Bush's approval rating: on the way up again?
Pollster.com does an average of polls, to track the trend line. Their latest shows that while President Bush's approval rating still hovers around 30%, his disapproval rating has dropped from the mid to low 60s in the last few months.
If the line does signal a trend, what does it mean?
David Timothy Hartman, one of the conservative bloggers on mvred.com, based in Youngstown, Ohio, thinks the uptick is because "Bush is pretty much out of the public spotlight from day to day." Which is good news to Hartman, who considers Bush "one of the best presidents we have had and I like him a lot."
Charles Franklin, co-developer of pollster.com and creator of the above graphic, more or less agrees that Bush benefits from being under the national radar.
"Attention turned to the primaries in January, and the rock 'em sock 'em action there pulled political focus away from the White House," he wrote in an e-mail. "Over the summer and now, the attention is almost all on Obama and McCain (and now Palin!) so again the president gets little attention."

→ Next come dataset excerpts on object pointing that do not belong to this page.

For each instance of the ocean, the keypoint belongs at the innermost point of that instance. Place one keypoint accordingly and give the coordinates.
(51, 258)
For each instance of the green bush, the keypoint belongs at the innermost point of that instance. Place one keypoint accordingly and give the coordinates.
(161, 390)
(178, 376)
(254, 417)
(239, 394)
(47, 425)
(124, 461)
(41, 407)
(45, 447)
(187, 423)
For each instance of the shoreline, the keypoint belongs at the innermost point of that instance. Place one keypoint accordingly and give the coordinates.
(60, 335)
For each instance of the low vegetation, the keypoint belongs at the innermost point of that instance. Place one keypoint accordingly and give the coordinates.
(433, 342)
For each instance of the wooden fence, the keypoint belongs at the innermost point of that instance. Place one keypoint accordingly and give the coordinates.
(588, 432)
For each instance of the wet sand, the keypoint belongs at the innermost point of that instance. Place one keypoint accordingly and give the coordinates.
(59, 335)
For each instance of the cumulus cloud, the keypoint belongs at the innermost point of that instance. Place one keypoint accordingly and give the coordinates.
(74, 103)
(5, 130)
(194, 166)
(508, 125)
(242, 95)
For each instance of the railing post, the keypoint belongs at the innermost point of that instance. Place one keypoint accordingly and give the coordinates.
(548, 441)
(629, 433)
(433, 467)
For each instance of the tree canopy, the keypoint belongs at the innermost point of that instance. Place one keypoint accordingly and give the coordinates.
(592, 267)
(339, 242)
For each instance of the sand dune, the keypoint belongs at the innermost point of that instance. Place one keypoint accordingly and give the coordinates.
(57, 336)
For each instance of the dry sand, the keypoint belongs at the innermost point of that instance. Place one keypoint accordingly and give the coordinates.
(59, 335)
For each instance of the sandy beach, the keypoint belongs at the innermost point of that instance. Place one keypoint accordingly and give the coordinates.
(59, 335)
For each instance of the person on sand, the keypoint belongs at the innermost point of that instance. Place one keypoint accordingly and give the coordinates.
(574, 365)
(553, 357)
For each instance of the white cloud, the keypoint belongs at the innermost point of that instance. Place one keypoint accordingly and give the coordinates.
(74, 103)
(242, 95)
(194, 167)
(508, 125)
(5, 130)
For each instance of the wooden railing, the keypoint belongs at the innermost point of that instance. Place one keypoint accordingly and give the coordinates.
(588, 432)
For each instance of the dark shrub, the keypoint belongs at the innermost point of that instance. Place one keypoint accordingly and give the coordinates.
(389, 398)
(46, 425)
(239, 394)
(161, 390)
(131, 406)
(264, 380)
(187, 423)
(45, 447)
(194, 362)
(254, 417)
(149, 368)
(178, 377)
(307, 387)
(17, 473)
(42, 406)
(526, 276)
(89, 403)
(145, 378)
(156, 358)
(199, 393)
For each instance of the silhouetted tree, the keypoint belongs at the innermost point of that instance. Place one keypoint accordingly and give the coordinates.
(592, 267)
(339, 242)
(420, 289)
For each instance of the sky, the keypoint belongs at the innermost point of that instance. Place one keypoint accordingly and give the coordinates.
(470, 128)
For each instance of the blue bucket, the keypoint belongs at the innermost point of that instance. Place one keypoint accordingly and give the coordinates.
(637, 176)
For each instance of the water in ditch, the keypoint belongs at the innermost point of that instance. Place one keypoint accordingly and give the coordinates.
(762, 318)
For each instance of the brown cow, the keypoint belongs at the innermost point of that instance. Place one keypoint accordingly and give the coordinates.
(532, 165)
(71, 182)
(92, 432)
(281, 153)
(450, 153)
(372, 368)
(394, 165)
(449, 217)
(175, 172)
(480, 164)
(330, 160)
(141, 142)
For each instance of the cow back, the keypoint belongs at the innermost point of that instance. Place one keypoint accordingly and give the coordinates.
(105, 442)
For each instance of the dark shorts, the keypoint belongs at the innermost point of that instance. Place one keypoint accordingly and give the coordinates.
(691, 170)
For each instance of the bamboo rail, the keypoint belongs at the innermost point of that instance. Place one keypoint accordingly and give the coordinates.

The more surprising thing, he argues, is that declining economic conditions have not forced the president's numbers down even more. "Normally the economy is a pretty strong predictor of presidential approval, so with bad job numbers, not to mention housing and banking troubles, you'd expect approval to suffer rather than stabilize," he said.
Historically, presidents get a bump as they are leaving office, perhaps a recognition from voters that whatever the outcome, presidents try. But Franklin said he wouldn't expect to see that until December or January.
-- Johanna Neuman
Graphic: pollster.com, with permission




People are trying to forget him, just look at how they treated him and Cheney at the convention.
Hopefully he'll get a trip to the Hague, and then people will really see what he did to the world.